Non-Hermitian metasurface with non-trivial topology

Abstract

The synergy between topology and non-Hermiticity in photonics holds immense potential for next-generation optical devices that are robust against defects. However, most demonstrations of non-Hermitian and topological photonics have been limited to super-wavelength scales due to increased radiative losses at the deep-subwavelength scale. By carefully designing radiative losses at the nanoscale, we demonstrate a non-Hermitian plasmonic-dielectric metasurface in the visible with non-trivial topology. The metasurface is based on a fourth order passive parity-time symmetric system. The designed device exhibits an exceptional concentric ring in its momentum space and is described by a Hamiltonian with a non-Hermitian $Z_3$ topological invariant of V = -1. Fabricated devices are characterized using Fourier-space imaging for single-shot k-space measurements. Our results demonstrate a way to combine topology and non-Hermitian nanophotonics for designing robust devices with novel functionalities.

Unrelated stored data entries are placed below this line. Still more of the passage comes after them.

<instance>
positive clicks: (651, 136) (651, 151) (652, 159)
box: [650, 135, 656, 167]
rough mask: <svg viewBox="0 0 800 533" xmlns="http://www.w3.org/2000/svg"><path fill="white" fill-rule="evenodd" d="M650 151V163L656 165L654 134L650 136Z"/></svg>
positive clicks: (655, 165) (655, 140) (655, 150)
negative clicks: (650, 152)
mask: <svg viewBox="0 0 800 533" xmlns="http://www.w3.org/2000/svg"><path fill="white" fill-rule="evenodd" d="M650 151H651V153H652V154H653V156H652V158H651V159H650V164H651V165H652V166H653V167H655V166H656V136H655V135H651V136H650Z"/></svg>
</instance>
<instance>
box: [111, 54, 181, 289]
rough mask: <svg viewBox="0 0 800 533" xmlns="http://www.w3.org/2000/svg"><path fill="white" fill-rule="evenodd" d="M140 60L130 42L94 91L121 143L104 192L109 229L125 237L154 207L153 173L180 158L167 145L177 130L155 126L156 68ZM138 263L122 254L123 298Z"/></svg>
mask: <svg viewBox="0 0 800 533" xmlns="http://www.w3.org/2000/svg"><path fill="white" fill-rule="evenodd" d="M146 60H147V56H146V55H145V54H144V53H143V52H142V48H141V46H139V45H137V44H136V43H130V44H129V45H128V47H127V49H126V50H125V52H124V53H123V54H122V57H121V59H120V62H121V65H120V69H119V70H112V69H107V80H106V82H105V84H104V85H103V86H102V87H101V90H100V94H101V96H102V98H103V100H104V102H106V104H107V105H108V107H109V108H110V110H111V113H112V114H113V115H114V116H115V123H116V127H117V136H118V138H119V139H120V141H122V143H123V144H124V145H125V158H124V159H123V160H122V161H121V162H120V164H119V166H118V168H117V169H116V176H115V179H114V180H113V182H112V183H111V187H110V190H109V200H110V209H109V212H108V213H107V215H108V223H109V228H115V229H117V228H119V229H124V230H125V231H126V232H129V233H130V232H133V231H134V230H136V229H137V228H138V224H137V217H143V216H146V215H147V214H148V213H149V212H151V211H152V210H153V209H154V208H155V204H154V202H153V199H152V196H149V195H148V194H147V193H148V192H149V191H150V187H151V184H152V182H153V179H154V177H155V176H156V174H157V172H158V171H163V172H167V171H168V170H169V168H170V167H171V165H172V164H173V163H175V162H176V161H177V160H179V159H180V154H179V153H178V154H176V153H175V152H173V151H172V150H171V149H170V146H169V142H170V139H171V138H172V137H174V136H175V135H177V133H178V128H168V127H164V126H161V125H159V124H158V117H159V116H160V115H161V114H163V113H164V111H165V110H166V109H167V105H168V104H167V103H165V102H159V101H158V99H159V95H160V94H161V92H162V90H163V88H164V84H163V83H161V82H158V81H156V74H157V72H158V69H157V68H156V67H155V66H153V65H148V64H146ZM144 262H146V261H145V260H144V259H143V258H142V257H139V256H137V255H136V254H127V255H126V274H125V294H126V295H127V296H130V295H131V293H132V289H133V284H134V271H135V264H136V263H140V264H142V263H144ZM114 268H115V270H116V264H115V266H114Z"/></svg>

Keywords: exceptional concentric ring; metasurface; non-Hermitian; plasmonics; topological photonics.

Figure 1:

Ground plane system: coupling between horizontal and vertical modes unlocks topological effects. (a) Scanning electron microscope image of non-Hermitian metasurface (scale bar: 1 μm). Silicon nanocylinders (radius = 120 nm, height = 120 nm) are arranged in a hexagonal lattice (lattice constant = 600 nm) on a silica spacer layer (variable thickness) and aluminum layer. (b) The metasurface contains horizontal and vertical photonic modes coupled to their respective image charges in the aluminum ground plane (κ _h, κ _v). Horizontal and vertical modes can couple to each other by varying the angle of incidence of excitation (κ _θ ). (c) Real part of eigenvalues for representative 4 × 4 Hamiltonian of the coupled system, showing exceptional lines (marked in red). (d) Cross sections of real part of eigenvalues, holding either κ _h or κ _θ constant. The exceptional concentric ring (red, labeled) and PT-symmetric (yellow) phases are accessible by varying either parameter (κ _h, κ _θ ) independently.

Figure 2:

Full-wave simulations of non-Hermitian metasurfaces reveal non-trivial topology. Absorption peaks extracted from full-wave simulations while varying the out-of-plane angle (θ) from 0° to 30° and in-plane angle (ϕ) from 30° (M point) to 60° (K point) for (a) spacer = 0 nm and (b) spacer = 120 nm. For spacer = 120 nm, an exceptional concentric ring feature is observed. (c) Simulated mode frequencies of the 4 resonator system as the in-plane angle is tuned. For spacer = 120 nm and out-of plane incident angle of 26°, the system undergoes a transition from PT-symmetric (yellow) to exceptional concentric ring (ECR, red) phases.

Figure 3:

Experiments for Fourier-space imaging for bandstructure measurements. (a) Metasurface sample characterization setup using a Bertrand lens to image the Fourier-plane onto the spectrometer CCD. A tungsten lamp illuminates the sample. (b) Example of a single-shot measurement of the angle-dependent normalized absorption spectrum.

Figure 4:

Experimental characterization of non-Hermitian metasurfaces (a) simulated device excited by a normally incident plane wave. Coupling between photonic and plasmonic horizontal modes is tuned by the silica spacer thickness, revealing a PT-phase transition and exceptional point for a 65 nm spacer. Inset: Schematic showing excited horizontal modes and no coupling to vertical modes. (b) Simulation and (c) experimental characterization of metasurfaces excited by normally incident light, confirming the presence of an exceptional point. (d) Simulation and (e) experimental characterization of angle-dependent absorption spectrum show qualitative agreement. Absorption for an in-plane angle of 25° in the PT-symmetric regime (spacer = 30 nm) is plotted.